In January 2011 police raided her house and arrested Alicia whilst she was watering her Cannabis. The Police took everything from her computer to an orange squeezer.

She was sent to a prison where inmates ranged from crack addicts to murderers and where “rats as big as rabbits” lurked in the bathroom. This sparked global outrage that such an elderly lady should be imprisoned for growing a plant for her own consumption, and after 45 days of requests she was finally released into a rehabilitation center, where she began drafting a 3rd book that was based on her experiences.

Whilst there she gained the nickname of “Senora Cannabis” and fellow inmates would often clap when she walked into a room.

Still, Alicia faced between 2 to 10 years in prison, but as the Uruguayan people prided themselves on their liberal views it did not take long for them to take to the streets in process, and eventually Alicia’s 3 month incarceration paid off when people began bringing her legal marijuana drafts to look at in prison.
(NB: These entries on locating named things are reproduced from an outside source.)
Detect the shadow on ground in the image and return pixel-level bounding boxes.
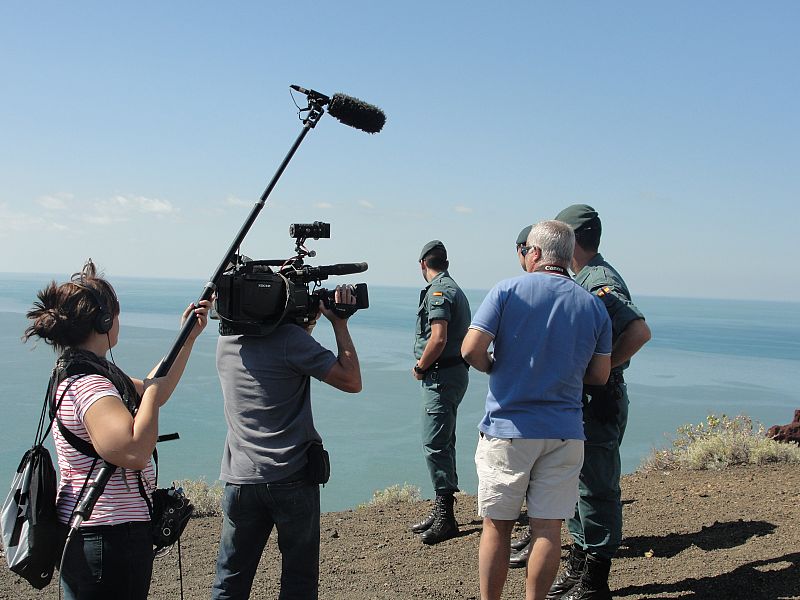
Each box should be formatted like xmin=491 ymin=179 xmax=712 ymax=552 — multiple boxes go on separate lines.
xmin=614 ymin=552 xmax=800 ymax=600
xmin=617 ymin=520 xmax=776 ymax=558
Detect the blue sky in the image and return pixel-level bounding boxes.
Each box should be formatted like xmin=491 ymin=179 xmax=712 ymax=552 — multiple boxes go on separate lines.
xmin=0 ymin=1 xmax=800 ymax=300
As anger began to grow all over the nation Alicia was released from custody, and her incarceration became the catalyst for the legalization of Marijuana cultivation.

Since 2014 people have now been free to grow up to 6 Marijuana plants in their homes, and purchasing some is as easy as a quick trip to the drugstore.

Plus, with Uruguay’s warm beaches, terrific food and friendly people, it’s one of the best countries in the world to go if you don’t want to get in trouble for lighting up a joint or two.

The Top Tourist Destinations In Uruguay

Colonia del Sacramento

The oldest town in Uruguay, this mishmash of Spanish, Portugese and Uruguayan Architecture is soaked in two centuries worth of history.

The Portugese and Spanish had a long-standing power struggle for control of Colonia del Sacramento, as it was a town with a valuable tactical advantage in regards to trade routes of Brazilian produce and Peruvian Silver.

The city was traded back and forth a few times by both countries, but in the end it was the Portugese who conquered it and won control.

It was a short lived victory though, as it wasn’t long before the Brazilian-Argentine Cisplatine War broke out and the historic quarter sustained widespread damage to the city’s defenses and its most valuable buildings.

Today the town is well preserved and is home to many different people and cultures. One of the must visit places for lovers of History, the town is home to not only the Portuguese basilica, the Spanish-Uruguyan history museum and bullring but 17th-century convent ruins and more.


If you prefer art over history then Casapueblo is the place to be.

The artist Carlos Páez Vilaró’s quirky villa and art gallery, which took 36 years of design and planning to create, cascades down a cliffside and is gleaming white under the hot south American sun.

Visitors are able to tour the rooms, watch a movie on the artist’s life and travels, and take in the incredible views – especially the sunset- at the upstairs cafeteria-bar.

Although the sunset is breathtaking it can get quite busy during the summer, so it’s best to arrive early. And even if you do not plan on staying at the hotel The restaurant at Casapueblo is the perfect place to take a special someone for dinner.

Los Dedos Playa Brava

The beach gets its name from the enormous sculpture of a hand that appears to be rising from under the sand, most commonly called La Mano or The Hand. However, because the piece of art resembles a giant clawing its way out of the earth, the official title of the piece is actually Hombre Emergiendo a la Vida, or Man Emerging to Life. Originally the piece was meant as a signal for help from a drowning swimmer, as well as a reminder to be careful in the turbulent sea, giving the piece of art another name, El Monumento al Ahogado, or Monument to the Drowned. No matter what name you choose to call it, the sculpture is an important icon of Punta del Este.

Los Dedos Playa Brava beach is quite popular among the younger generation, with its fine golden sands, fresh mouth-watering food and the perfect waves for any surfer enthusiasts, it’s no wonder that the place is such a hit!